GINETTE, (les yeux perdus dans l’extase intérieure.)

Mon héros !…

CÉCILE.

À vous deux, vous faisiez un couple d’hypocrites ! Il n’a été que cela, un hypocrite vulgaire, le mari adultère et banal !

GINETTE, (avec une expression de colère indignée.)

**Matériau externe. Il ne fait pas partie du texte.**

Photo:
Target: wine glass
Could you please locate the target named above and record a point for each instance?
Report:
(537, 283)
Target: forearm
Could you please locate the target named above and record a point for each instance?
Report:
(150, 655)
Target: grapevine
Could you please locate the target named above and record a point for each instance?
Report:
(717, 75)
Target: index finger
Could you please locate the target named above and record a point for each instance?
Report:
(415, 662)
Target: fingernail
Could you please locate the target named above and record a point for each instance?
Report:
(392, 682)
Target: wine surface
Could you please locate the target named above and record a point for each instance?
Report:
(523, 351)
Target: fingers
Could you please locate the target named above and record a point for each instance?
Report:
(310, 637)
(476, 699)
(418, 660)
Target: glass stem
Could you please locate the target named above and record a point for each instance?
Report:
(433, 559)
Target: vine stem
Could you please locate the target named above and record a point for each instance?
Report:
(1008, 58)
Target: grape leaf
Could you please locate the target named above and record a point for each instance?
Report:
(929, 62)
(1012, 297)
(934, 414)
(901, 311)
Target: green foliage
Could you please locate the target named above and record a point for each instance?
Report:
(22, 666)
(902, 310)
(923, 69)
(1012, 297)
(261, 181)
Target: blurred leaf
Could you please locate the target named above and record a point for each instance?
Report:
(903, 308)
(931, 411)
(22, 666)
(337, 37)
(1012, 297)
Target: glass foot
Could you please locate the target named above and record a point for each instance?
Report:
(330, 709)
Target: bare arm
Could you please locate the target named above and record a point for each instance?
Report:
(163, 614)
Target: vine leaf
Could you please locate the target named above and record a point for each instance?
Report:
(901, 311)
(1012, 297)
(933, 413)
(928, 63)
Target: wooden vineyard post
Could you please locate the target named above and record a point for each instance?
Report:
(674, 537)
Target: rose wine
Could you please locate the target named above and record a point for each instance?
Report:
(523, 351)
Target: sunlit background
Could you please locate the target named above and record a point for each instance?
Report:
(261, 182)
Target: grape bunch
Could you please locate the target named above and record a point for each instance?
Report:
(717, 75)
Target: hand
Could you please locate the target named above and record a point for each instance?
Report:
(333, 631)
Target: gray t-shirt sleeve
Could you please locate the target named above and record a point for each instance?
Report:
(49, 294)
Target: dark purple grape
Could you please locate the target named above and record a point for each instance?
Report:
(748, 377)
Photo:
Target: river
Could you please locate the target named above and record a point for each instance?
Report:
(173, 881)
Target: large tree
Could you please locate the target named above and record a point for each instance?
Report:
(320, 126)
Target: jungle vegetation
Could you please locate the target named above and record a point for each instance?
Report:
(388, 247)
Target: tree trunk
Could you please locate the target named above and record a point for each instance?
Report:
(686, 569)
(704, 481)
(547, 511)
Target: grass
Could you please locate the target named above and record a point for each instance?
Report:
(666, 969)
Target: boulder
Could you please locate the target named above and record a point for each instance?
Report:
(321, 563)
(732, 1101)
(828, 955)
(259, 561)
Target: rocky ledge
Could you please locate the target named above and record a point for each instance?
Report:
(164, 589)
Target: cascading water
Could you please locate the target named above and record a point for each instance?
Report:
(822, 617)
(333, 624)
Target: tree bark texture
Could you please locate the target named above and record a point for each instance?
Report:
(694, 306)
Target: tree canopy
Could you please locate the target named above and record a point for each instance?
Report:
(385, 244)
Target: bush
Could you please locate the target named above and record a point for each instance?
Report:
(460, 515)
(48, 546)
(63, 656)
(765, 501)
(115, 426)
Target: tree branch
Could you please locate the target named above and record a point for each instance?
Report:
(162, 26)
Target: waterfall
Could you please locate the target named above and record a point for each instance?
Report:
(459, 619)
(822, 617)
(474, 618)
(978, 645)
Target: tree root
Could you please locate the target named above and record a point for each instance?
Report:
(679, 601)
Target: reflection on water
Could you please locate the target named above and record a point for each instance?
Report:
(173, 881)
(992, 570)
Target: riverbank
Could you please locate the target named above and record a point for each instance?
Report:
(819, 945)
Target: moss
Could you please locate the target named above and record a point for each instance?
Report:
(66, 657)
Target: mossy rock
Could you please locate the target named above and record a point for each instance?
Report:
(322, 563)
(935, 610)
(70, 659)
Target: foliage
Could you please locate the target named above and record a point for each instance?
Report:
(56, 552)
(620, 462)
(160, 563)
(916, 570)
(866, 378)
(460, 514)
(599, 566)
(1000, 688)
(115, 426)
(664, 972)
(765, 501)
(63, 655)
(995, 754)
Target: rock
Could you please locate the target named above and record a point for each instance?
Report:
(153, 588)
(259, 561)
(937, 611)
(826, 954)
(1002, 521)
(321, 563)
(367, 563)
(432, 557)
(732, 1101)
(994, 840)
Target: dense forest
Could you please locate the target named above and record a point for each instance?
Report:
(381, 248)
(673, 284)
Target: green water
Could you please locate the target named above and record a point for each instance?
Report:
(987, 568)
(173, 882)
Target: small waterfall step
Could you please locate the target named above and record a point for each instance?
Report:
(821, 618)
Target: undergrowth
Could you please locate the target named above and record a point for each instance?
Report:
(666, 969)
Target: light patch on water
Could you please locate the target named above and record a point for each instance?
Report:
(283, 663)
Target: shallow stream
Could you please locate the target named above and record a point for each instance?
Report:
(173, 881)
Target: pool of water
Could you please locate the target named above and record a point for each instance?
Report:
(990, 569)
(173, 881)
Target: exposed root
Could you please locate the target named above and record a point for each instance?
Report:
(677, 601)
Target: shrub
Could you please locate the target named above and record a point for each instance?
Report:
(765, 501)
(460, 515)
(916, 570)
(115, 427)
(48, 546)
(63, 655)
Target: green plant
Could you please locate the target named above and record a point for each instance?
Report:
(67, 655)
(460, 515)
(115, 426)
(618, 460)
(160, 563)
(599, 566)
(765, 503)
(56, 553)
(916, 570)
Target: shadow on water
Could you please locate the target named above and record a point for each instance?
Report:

Oh ! vous ne l’insulterez pas, je ne le permettrai pas ! Il m’a confié sa mémoire. Il m’en a remis toute la gloire !

CÉCILE.

C’est vrai, vous êtes la légataire ! Vous avez été l’inspiratrice de sa mort, il est bien juste que vous en soyez le chantre ! Allez, dressez-vous sur votre trépied de sibylle et criez, criez, tant qu’il vous plaira !…

GINETTE.

Et vous, ne rabaissez pas votre héros !… Rien ne l’entachera… Il est allé tout droit dans la bataille, il a été merveilleux, j’en suis sûre… Son âme chantait ! Il me semble que j’entends des clairons !…

(Ses petits poings serrés ont l’air de scander un rythme intérieur.)
CÉCILE.

Allez clamer dehors votre abominable ivresse que vous ne pouvez même pas faire taire devant moi…

GINETTE.

Tant pis ! Il ne faut pas insulter celui qui vient d’être sublime, souverain ! Il aimait quelque autre chose plus que sa vie ! plus que nous !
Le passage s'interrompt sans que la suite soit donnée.